Anna’s problem is not that she is loving her children too much. Her problem is that she loved God too little in relation to her children. She was looking to her children for the meaning, hope and happiness that can come from God alone. As a result her child gods were crushed under the weight of her expectations.
I think of the rich young ruler in Luke’s gospel who came to Jesus and he asked Jesus what must he do to inherit eternal life and Jesus said – you know the commandments: ‘Do not commit adultery, Do not murder, Do not steal, Do not bear false witness, Honour your father and mother.’” 21
And he said, “All these I have kept from my youth.” 22 When Jesus heard this, he said to him, “One thing you still lack. Sell all that you have and distribute to the poor, and you will have treasure in heaven; and come, follow me.” 23 But when he heard these things, he became very sad, for he was extremely rich. 24 Jesus, seeing that he had become sad, said, “How difficult it is for those who have wealth to enter the kingdom of God! 25 For it is easier for a camel to go through the eye of a needle than for a rich person to enter the kingdom of God.”
It seems to me that ruler was not willing to surrender. He wouldn’t surrender something that he valued- his money. His money was more important to him that the command of Jesus. With his money was his social status, he would be giving that up as well. It was an idol he didn’t want to surrender. And he turned his back on the love of God. He walked away sad. He didn’t enter the kingdom of God.
The book of Jonah has a warning for us. ‘Those who cling to worthless idols turn away from God’s love for them.’ Jonah 2:8
An idol is worthless, but we still can cling to it.

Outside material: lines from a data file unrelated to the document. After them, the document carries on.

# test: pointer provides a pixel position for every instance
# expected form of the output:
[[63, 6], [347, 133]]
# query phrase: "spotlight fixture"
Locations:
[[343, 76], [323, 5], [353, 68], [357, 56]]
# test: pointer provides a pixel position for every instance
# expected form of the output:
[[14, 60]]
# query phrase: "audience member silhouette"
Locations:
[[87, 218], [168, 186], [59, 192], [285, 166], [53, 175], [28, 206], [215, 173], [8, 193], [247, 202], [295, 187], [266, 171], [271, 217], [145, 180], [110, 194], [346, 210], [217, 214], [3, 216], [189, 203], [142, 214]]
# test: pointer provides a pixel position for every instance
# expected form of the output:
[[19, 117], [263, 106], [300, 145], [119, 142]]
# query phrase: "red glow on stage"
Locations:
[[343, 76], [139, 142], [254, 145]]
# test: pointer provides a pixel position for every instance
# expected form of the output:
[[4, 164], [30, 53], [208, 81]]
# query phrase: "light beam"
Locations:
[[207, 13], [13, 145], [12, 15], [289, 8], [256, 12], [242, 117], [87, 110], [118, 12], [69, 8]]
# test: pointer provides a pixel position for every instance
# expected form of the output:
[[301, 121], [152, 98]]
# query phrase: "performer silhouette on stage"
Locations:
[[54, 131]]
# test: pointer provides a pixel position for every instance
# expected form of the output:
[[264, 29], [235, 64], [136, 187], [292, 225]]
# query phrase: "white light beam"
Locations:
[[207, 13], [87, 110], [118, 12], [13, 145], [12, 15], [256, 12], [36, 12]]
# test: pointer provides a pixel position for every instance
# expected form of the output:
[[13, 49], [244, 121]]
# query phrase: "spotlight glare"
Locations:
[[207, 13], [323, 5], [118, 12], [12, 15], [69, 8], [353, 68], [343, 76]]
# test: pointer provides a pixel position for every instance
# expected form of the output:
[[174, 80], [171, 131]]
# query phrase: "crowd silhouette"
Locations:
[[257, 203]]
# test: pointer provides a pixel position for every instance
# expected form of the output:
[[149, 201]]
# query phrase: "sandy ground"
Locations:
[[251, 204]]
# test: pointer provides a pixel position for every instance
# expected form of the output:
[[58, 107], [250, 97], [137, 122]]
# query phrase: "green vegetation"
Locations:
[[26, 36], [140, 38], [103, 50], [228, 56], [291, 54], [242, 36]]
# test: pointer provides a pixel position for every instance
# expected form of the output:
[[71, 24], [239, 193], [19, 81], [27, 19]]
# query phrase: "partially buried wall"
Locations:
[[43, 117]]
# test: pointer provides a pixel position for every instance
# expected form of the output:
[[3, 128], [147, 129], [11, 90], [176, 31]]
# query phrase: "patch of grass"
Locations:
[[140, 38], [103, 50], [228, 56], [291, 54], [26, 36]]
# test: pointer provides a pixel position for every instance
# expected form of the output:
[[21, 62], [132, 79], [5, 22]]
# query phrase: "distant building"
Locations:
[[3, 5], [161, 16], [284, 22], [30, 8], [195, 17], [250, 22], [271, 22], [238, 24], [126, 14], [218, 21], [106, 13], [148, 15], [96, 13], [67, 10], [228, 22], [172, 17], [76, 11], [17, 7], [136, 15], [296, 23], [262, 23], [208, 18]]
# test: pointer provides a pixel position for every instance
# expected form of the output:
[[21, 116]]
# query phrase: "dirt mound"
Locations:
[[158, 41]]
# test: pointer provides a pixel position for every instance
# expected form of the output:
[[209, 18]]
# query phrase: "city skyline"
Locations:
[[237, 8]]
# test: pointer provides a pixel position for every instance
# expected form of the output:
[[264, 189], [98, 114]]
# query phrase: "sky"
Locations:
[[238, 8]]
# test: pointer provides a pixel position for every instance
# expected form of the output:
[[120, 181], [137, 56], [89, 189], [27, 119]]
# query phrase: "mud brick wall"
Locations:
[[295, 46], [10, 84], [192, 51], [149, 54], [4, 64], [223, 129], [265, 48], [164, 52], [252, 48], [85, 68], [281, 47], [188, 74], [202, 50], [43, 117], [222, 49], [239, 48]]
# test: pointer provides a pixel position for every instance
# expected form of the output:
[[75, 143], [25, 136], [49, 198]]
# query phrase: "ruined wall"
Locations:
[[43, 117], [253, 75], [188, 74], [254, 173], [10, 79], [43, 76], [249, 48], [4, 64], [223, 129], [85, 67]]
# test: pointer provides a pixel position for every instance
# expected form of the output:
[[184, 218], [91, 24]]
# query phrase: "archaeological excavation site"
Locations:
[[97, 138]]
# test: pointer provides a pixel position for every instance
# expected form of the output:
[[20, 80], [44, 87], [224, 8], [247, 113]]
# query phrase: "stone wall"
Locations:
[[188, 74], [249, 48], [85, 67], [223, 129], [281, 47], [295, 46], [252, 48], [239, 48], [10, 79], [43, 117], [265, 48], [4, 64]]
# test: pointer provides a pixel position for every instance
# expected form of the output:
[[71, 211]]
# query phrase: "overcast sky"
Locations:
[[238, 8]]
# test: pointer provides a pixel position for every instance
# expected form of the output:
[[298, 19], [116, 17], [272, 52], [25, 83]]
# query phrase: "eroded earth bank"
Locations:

We don’t want to let the thing go. But the warning is that if we don’t let it go, we will turn away from God’s love for us. We will not receive God’s love. An idol in our lives is a blocker to the love of God.
Western culture has bowed to money and possessions for generations. The pursuit of money and the acquisition of things is a guiding force for many. It’s an idol.
And listen, you don’t have to have lots of money for money to be your idol. It’s not about what you have. It’s about what you long for. For the rich, the poor, and those in-between money can be an idol that quickly entraps us.
Money isn’t the problem, it’s how we use and view it that can become a problem.
It becomes a problem when we place our hope and our trust in money instead of trusting in God. Many have placed their hopes and dreams in money. They trust it to provide for them, care for them, and protect them. And yes it can do these things up to a point, but only up to a point and for a time. The problem is, it can’t live up to what we are trying to get from it.
I don’t have much else to say this morning except the prophetic word that came to us ‘Surrender, I am the only God,’ is, I believe, a true word from the Lord for us and it asks for a response. So I would encourage you to get really humble and open before the Lord and ask him to help you see anything in your life that is basically an idol.
To help you, here are four questions to ask yourself to help you identify idols in your life:
Where Do I Spend My Time?
Where Do I Spend My Money?
Where Do I Get My Joy?
What’s Always On My Mind?
As you think about those questions. They will lead you to what is either an idol or what you might be tempted to make an idol. What are you putting in a higher priority than Jesus.